Through efforts at studying host-pathogen interactions, the disciplines of immunology and microbiology emerged tightly integrated in the late 1800. Characterization of the immune system was then dependent on probing it with large microbes and on vaccination for protection against infections. This early merger led to important discoveries concerning interactions between the immune system components and infectious organisms, perhaps best exemplified by the Mechnikov and Ehrlich studies, recognized with a Nobel Prize in 1906 (http://nobelprize.org). Since that time, the fields have had long periods of independent evolution. This resulted from the fact that new scientific knowledge has been predominantly advanced by the development of independent experimental questions for each discipline, barring requirements for attention to the other, and by linear discovery of finer details in a specific area. External pressures resulting from changing interests in each discipline, however, have also influenced the process of separation. By the 1950s, introduction of numerous antimicrobial agents combined with an increasing number of effective vaccines against childhood diseases suggested that the problem of infection was largely solved. In this environment, basic medical microbiology underwent a decline in relative importance. It came to be regarded as a quaint old discipline, and some schools, such as Yale University, closed their microbiology departments. Because of these changes, microbiologists shifted their focus to using microbes as tools for exploring sensitivity to drugs, genetics, and molecular biology. Immunologists increasingly turned their focus away from microbial infections and to immune system characterization, cancer therapy, and autoimmunity.

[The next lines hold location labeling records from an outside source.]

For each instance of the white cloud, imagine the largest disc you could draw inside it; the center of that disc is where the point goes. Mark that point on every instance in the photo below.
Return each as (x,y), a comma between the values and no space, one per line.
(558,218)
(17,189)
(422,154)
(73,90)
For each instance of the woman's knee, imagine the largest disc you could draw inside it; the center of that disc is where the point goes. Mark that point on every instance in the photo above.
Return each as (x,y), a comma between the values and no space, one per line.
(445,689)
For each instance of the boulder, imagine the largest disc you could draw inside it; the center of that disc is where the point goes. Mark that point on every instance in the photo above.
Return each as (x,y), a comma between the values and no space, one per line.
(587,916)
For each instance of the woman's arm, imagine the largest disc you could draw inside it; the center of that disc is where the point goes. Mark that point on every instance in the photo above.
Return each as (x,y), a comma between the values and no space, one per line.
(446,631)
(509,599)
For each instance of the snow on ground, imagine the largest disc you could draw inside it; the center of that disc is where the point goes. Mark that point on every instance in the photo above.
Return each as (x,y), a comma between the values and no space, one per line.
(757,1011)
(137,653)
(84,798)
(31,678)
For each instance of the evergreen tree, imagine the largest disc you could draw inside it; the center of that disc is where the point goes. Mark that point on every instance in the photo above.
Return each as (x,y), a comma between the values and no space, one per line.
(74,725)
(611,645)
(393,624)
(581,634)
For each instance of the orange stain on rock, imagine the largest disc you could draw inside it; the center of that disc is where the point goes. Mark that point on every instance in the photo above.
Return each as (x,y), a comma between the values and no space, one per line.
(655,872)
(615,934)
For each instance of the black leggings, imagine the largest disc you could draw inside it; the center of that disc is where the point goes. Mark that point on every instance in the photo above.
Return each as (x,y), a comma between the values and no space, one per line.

The extended period of separation led to important discoveries in each discipline. Examples of these discoveries in microbiology are demonstrated by the Fleming, Chain, and Florey Nobel Prize in 1945 for the discovery of penicillin and the inclusion of Lederberg in the 1958 Nobel Prize for characterization of “the genetic material of bacteria,” and examples of these in immunology are demonstrated by the Nobel Prizes in 1980 awarded to Benacerraf, Dausset, and Snell for genetically “regulating immunological reactions” and in 1987 awarded to Tonegawa for “the genetic principle for the generation of antibody diversity” (http://nobelprize.org). Beginning in the mid-1970s, however, with the shock of newly described infectious diseases, such as Legionnaires’ disease and Lyme disease, and continuing in the 1980s with the catastrophe of the human immunodeficiency virus (HIV) epidemic, it became clear that microbial diseases remained a tremendous threat to human populations and that understanding the immune system, as it pertained to host-microbe interactions, was critical for the development of vaccines and immunotherapies.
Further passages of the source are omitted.